出典:社団法人日本犬保存会 会誌 「日本犬」 昭和35年 第6号

「気魄」ということに就いて

日本犬第七巻第八号より転載
  
           山田舜亮

 私は理論的にものを云つたり考えたりするのが、すこぶる下手で、幾度か一度会誌になにか書かして頂きたいと思いつつも折角の貴重な紙面を費やすのもどうかと思い、また、私如き未熟者の出る幕ではないと思い、さし控えていたものであるが、近来頓にやかましいので気分の上で誘われたとでも云おうか、何か書きたい気持ちが油然として涌いて来たので、つい至らぬ筆と採つてみた。
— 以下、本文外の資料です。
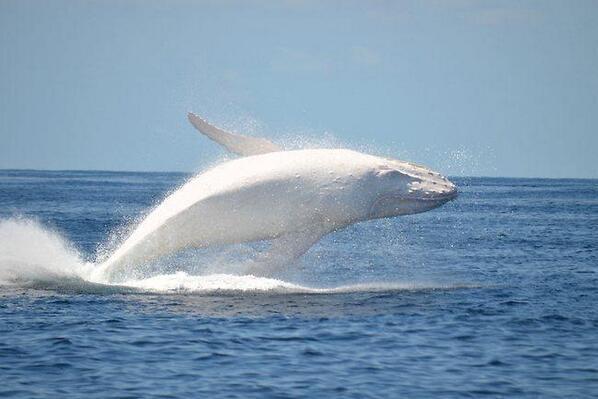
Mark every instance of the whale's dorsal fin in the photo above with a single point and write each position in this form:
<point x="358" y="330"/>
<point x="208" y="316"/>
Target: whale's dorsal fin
<point x="241" y="145"/>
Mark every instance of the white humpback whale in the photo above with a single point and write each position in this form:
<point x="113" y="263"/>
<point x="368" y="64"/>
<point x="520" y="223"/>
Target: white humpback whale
<point x="292" y="198"/>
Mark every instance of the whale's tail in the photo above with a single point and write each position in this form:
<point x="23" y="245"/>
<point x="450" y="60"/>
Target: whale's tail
<point x="239" y="144"/>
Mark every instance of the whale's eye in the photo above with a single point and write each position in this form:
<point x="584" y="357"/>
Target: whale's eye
<point x="388" y="172"/>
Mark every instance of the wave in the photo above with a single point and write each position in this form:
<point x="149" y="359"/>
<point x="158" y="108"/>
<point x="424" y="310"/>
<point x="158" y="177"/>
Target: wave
<point x="33" y="256"/>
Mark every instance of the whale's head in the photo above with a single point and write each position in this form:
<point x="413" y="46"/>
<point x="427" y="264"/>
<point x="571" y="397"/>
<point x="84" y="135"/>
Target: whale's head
<point x="403" y="188"/>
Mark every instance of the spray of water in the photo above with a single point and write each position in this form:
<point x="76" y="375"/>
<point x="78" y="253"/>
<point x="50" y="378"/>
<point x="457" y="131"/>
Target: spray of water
<point x="33" y="254"/>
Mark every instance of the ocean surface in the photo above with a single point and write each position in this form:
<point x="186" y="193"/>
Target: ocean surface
<point x="492" y="295"/>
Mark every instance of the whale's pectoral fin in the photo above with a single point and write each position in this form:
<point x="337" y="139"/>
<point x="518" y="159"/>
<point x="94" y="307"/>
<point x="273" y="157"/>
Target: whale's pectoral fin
<point x="241" y="145"/>
<point x="285" y="250"/>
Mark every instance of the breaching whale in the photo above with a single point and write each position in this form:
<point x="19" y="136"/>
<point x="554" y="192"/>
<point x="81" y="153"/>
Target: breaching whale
<point x="292" y="198"/>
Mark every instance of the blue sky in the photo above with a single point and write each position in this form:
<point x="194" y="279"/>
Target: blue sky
<point x="492" y="88"/>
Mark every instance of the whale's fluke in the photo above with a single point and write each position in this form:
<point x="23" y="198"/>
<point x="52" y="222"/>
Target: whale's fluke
<point x="241" y="145"/>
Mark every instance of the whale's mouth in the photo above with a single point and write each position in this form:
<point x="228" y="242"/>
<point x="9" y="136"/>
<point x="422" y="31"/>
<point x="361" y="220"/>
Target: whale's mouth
<point x="397" y="204"/>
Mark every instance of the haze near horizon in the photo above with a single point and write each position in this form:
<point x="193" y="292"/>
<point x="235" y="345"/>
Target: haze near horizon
<point x="489" y="88"/>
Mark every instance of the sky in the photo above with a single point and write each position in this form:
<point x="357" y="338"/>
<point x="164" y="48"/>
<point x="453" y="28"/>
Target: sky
<point x="478" y="88"/>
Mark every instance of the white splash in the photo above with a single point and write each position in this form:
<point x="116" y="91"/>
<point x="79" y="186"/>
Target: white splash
<point x="32" y="255"/>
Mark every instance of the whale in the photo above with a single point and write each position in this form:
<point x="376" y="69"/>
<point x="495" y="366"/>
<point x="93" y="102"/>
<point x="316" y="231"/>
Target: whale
<point x="289" y="198"/>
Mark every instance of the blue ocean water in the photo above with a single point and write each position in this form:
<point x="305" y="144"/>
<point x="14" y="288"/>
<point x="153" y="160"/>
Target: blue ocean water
<point x="495" y="294"/>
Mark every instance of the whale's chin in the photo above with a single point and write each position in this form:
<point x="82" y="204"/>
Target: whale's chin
<point x="399" y="205"/>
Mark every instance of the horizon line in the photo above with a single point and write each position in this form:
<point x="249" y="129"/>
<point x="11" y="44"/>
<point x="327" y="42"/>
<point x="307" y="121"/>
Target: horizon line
<point x="196" y="172"/>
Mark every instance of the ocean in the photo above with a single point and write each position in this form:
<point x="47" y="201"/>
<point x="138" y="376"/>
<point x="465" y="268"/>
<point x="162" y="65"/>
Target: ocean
<point x="494" y="294"/>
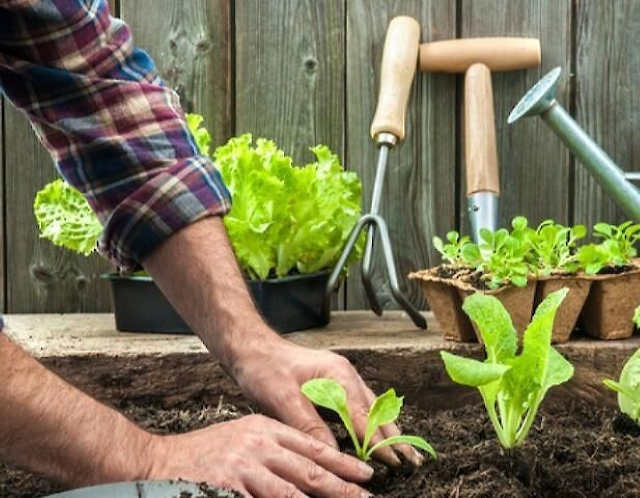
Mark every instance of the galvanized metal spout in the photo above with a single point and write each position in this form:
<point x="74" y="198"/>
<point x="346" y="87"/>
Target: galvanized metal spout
<point x="540" y="100"/>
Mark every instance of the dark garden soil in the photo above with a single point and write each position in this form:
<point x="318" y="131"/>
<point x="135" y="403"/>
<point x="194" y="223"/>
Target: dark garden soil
<point x="572" y="451"/>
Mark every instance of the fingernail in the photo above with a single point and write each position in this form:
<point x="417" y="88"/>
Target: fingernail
<point x="366" y="470"/>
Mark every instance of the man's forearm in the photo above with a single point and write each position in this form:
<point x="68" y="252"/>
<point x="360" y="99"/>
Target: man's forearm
<point x="198" y="272"/>
<point x="49" y="427"/>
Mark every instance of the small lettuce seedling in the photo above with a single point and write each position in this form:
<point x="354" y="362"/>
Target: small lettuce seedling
<point x="616" y="249"/>
<point x="452" y="252"/>
<point x="385" y="409"/>
<point x="512" y="386"/>
<point x="554" y="247"/>
<point x="628" y="387"/>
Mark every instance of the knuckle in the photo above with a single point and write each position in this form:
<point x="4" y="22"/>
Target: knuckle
<point x="317" y="448"/>
<point x="314" y="475"/>
<point x="290" y="491"/>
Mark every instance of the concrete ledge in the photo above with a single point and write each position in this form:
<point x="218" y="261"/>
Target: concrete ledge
<point x="388" y="351"/>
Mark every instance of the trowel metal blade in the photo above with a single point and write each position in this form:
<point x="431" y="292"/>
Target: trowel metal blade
<point x="147" y="489"/>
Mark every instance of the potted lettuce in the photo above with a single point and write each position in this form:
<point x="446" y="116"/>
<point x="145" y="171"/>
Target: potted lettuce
<point x="287" y="226"/>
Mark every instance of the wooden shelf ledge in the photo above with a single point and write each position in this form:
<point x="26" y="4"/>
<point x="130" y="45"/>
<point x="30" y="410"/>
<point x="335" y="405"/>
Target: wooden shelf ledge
<point x="388" y="351"/>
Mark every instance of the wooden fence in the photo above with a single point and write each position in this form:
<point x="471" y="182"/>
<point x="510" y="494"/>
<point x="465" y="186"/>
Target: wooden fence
<point x="305" y="71"/>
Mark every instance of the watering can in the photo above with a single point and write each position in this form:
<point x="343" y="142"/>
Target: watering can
<point x="541" y="101"/>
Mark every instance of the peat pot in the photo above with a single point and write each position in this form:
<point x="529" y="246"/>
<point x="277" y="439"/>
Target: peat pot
<point x="287" y="304"/>
<point x="445" y="297"/>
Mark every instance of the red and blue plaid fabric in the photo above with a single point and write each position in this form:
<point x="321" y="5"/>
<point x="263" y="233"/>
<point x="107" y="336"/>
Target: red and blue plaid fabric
<point x="114" y="130"/>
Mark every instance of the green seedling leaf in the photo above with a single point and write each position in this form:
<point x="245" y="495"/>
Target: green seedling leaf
<point x="470" y="372"/>
<point x="416" y="441"/>
<point x="65" y="218"/>
<point x="512" y="385"/>
<point x="628" y="387"/>
<point x="331" y="395"/>
<point x="384" y="410"/>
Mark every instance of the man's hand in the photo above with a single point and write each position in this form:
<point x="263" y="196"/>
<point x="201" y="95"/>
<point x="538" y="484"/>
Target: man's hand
<point x="260" y="458"/>
<point x="271" y="372"/>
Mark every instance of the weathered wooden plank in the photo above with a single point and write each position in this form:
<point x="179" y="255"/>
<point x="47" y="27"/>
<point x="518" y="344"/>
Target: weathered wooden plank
<point x="3" y="269"/>
<point x="290" y="75"/>
<point x="534" y="165"/>
<point x="419" y="196"/>
<point x="607" y="97"/>
<point x="190" y="43"/>
<point x="387" y="351"/>
<point x="41" y="277"/>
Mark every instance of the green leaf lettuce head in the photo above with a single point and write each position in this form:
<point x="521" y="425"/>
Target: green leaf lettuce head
<point x="628" y="387"/>
<point x="385" y="410"/>
<point x="65" y="218"/>
<point x="286" y="218"/>
<point x="512" y="385"/>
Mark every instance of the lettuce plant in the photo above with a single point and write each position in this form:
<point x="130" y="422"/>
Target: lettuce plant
<point x="628" y="387"/>
<point x="65" y="218"/>
<point x="385" y="410"/>
<point x="512" y="385"/>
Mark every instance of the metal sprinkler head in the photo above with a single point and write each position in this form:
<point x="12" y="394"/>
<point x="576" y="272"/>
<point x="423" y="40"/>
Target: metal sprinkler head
<point x="541" y="101"/>
<point x="539" y="98"/>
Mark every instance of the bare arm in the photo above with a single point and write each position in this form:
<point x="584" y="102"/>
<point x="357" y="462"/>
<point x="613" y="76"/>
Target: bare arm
<point x="198" y="272"/>
<point x="54" y="429"/>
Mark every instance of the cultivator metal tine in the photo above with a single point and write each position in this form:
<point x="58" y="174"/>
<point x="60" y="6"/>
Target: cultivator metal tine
<point x="371" y="221"/>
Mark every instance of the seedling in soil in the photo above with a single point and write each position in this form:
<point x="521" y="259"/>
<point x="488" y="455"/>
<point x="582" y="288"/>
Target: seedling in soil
<point x="453" y="252"/>
<point x="628" y="387"/>
<point x="616" y="250"/>
<point x="554" y="247"/>
<point x="385" y="410"/>
<point x="503" y="258"/>
<point x="512" y="386"/>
 七月号に平島氏が「いろいろな言葉の解説」をされていたのを見て、「気魄」という項目がない。日本犬には切つても切れぬ言葉であるのにそれがないのが注意を惹き、これが動機というか暇にまかして保存会の以前の大きな型の「日本犬誌」や、以前の「月報」果ては「関西支部報」、「日本犬の検討号」(犬の研究社発行)やら、何かとひつぱり出して来て、気魄という字句を捜してみて、漫然とこれについて書いてみようと思つたのである。何分厚い最中の事ではあるし、沢山の本でもあるのだが、その割合にその字句が使われていないので見落しということもあろうが、これはただ思い付きに始めだしたことであるので、必ず誰れかが締めくくりはして下さる事だろうとしてお見逃し願いたい。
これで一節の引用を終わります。